While living in Kiwangala, I was approached by a group of Ugandan pastors called the Shepherd’s Fellowship to film a passion play they put on in the village every year. A British church hand tailored costumes for the actors to give the play some authenticity. In some ways, Kiwangala already resembled the Jerusalem of Jesus’s time. As the play progressed up to the crucifixion scene, lines between theater and reality blurred.

The editing of the movie took a year. The actors, holding microphones, lip-synced their performances as a pre-recorded soundtrack played over a P.A. system. Unfortunately the loud diesel generator that powered the speakers drowned out any usable sound. I had to re-record each actor afterwards as well as learn a lot of the local language, Luganda, to translate the movie’s English subtitles.

Affect:

The Revealed Truth debut was screened by another traveling church group. The movie was projected on a white sheet draped against two poles in the same soccer field where the play was recorded.  The presenters fast forwarded through bits and interjected a fair share of commentary over their P.A. system.

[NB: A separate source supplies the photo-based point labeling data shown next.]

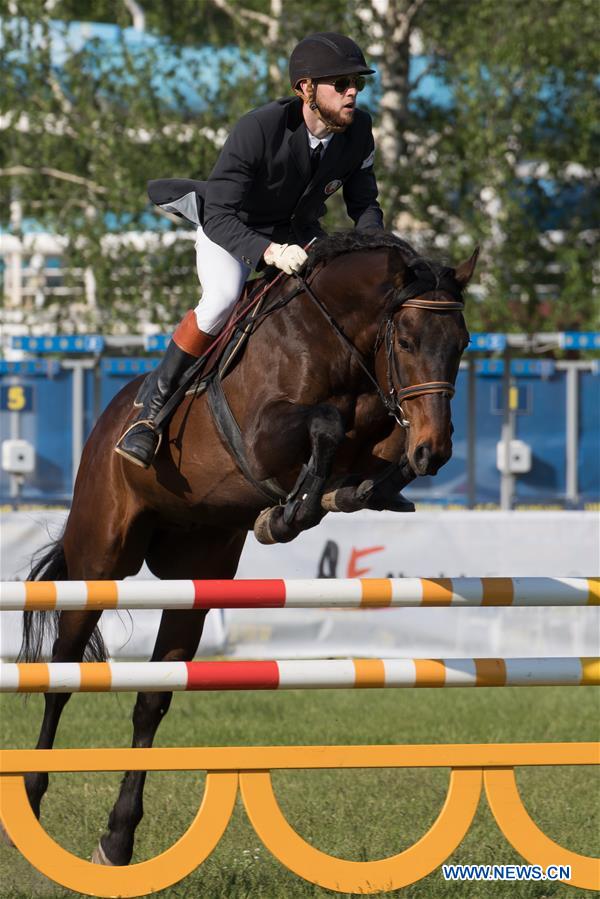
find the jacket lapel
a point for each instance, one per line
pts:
(298, 140)
(330, 164)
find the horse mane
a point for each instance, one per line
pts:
(430, 273)
(341, 242)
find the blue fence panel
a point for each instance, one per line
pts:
(589, 436)
(540, 421)
(541, 424)
(48, 427)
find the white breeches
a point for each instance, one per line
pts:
(222, 277)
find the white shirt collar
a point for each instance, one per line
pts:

When I returned after two and a half years in Uganda to the United States I posted a link to the video in this tweet:

Film critic Roger Ebert responded with what I assume is a thumbs up.

Evolve:

Sometimes, when I was making the movie, I’d question what I was achieving by spending so much time on an African passion play.  It seemed petty in light of the suffering these people are facing.  What good is art if people are starving?

Then one of the actors would see me editing on my computer.  I didn’t have electricity at my house so I would bring my laptop down the road and sit in a dusty garage that had an intermittently working power outlet.  The actors would come in, stand behind me, and watch me work.  When they saw themselves or a friend or neighbor on the screen, even if it was just for a moment, they would erupt with excitement.  They may have never seen themselves on video before, but they were eager to share their talents with an audience.  It gave them a feeling of importance, a feeling that they weren’t forgotten by the rest of the world, that they were more than just a third world statistic.

The challenges that Sub-Saharan Africa faces doesn’t boil down to economics, education, or management, but of esteem: the recognition of self worth.

I believe that digital media has a part to play in facilitating international development.  Awareness and advocacy comes from good communication.  Giving the voiceless a voice is the first step in creating equity on our planet.

When the world found The Revealed Truth through Ebert’s tweet, they discovered a Ugandan gospel older than the missionaries.